Мне снится… мне снится, что умерла мама и мы хороним ее, как и всех наших усопших, на кладбище в Омиде. Пока мы ее хоронили, кладбище вдруг совсем опустело, но вовсе не потому, что люди ушли. Никто не ушел с кладбища, но пока мы, мамины сыновья и внуки, хоронили ее, под каждым, кто был на кладбище, разверзлась земля и всех поглотила. Никто даже не крикнул от страха, все только смеялись над этим, как над веселой шуткой. Так земля и сомкнулась над веселыми людьми. На твердой, поросшей жесткой травой земле только и остались что отец, мои братья — Ион-адвентист и Штефан да я. Мы опустили маму в могилу, как это обычно делается, засыпали ее землей и на холмике поставили крест. Больше на кладбище делать нам было нечего. Все было совершено как положено, согласно обычаям и церковным правилам. Отец посмотрел на нас (глаза у него были вдвое больше, чем в жизни, но это ничуть не показалось мне странным) и сказал:

— Теперь нам ничего не остается, как пойти удить рыбу.

— Но у нас нет удочек.

— Как это нет? Есть. Смотри, у каждого по удочке, и у меня тоже.
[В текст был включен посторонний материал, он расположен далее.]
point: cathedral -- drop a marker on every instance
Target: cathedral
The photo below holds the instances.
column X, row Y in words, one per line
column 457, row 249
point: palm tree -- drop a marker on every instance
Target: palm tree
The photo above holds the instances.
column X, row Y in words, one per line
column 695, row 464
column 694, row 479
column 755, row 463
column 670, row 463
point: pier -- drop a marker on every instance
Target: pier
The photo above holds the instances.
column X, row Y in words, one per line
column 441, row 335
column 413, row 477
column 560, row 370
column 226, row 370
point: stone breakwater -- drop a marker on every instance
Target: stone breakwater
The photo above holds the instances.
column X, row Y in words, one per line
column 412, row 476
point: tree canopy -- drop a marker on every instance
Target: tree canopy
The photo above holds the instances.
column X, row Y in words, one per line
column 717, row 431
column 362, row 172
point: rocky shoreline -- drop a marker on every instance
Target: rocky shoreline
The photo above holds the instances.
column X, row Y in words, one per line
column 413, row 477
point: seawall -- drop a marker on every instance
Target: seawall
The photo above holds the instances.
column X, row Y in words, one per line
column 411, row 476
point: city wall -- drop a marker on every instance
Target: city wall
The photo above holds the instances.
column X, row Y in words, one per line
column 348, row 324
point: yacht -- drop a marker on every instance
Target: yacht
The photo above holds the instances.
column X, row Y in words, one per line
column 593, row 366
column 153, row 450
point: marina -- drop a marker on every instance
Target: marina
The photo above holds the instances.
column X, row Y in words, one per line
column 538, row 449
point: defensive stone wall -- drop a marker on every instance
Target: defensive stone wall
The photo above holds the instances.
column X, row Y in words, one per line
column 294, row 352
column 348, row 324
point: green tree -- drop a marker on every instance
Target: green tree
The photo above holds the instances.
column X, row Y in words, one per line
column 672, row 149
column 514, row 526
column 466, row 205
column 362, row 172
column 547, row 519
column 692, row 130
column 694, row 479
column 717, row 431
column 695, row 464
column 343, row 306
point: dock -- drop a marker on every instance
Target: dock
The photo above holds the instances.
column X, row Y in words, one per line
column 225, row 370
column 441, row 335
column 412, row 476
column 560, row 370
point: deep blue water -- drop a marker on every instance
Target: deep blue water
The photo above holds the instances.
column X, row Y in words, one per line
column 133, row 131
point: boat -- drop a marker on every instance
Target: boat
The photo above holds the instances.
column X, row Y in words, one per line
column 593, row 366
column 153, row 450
И действительно, в руках у отца удочка, у нас тоже. Я спросил его:

— В Кэлмэцуе будем удить?

— В Кэлмэцуе, — ответил отец.

Все двинулись вслед за ним: я, Ион-адвентист и Штефан. Только мы перешли через шоссе — что же мы видим? Кэлмэцуй шире Дуная и синее, чем небо.

— Что это случилось с Кэлмэцуем, отец?

— Ничего с ним не случилось. Просто это Кэлмэцуй, каким он был когда-то.

Забросили мы крючки в реку. И не успели забросить, смотрим — уже клюет: на каждую удочку по рыбе попалось, так подумали мы. Вытащили рыбу на берег — рыба как рыба, только головы у этих рыб человечьи. Сняли мы рыб с крючков и положили на траву. Лежат рыбы тихо, не бьются, но разговаривают между собой, а на каком языке — никто не понимает: ни я, ни брат мой, Ион, ни Штефан. А отец слушает их и молчит. Слушал, слушал он, о чем рыбы разговаривают, и спрашивает нас:

— Вы знаете, что они говорят?

— Нет, не знаем, — отвечаем мы ему.

— Говорят, что на суше хорошо, а в воде лучше.

— Так бросим их в воду, — предложил я.

— Давай бросим, — согласились братья.

Сказано — сделано. Бросили мы тех рыб в воду, ушли рыбы в глубину, и больше мы их не видали. Отец заплакал:

— Никогда, никогда уже больше я ее не увижу… Похоронили мы ее, и не увижу я ее теперь никогда.

— Увидишь, — сказал мой брат, Ион-адвентист, — прямо сейчас увидишь. Вон, погляди вдоль реки.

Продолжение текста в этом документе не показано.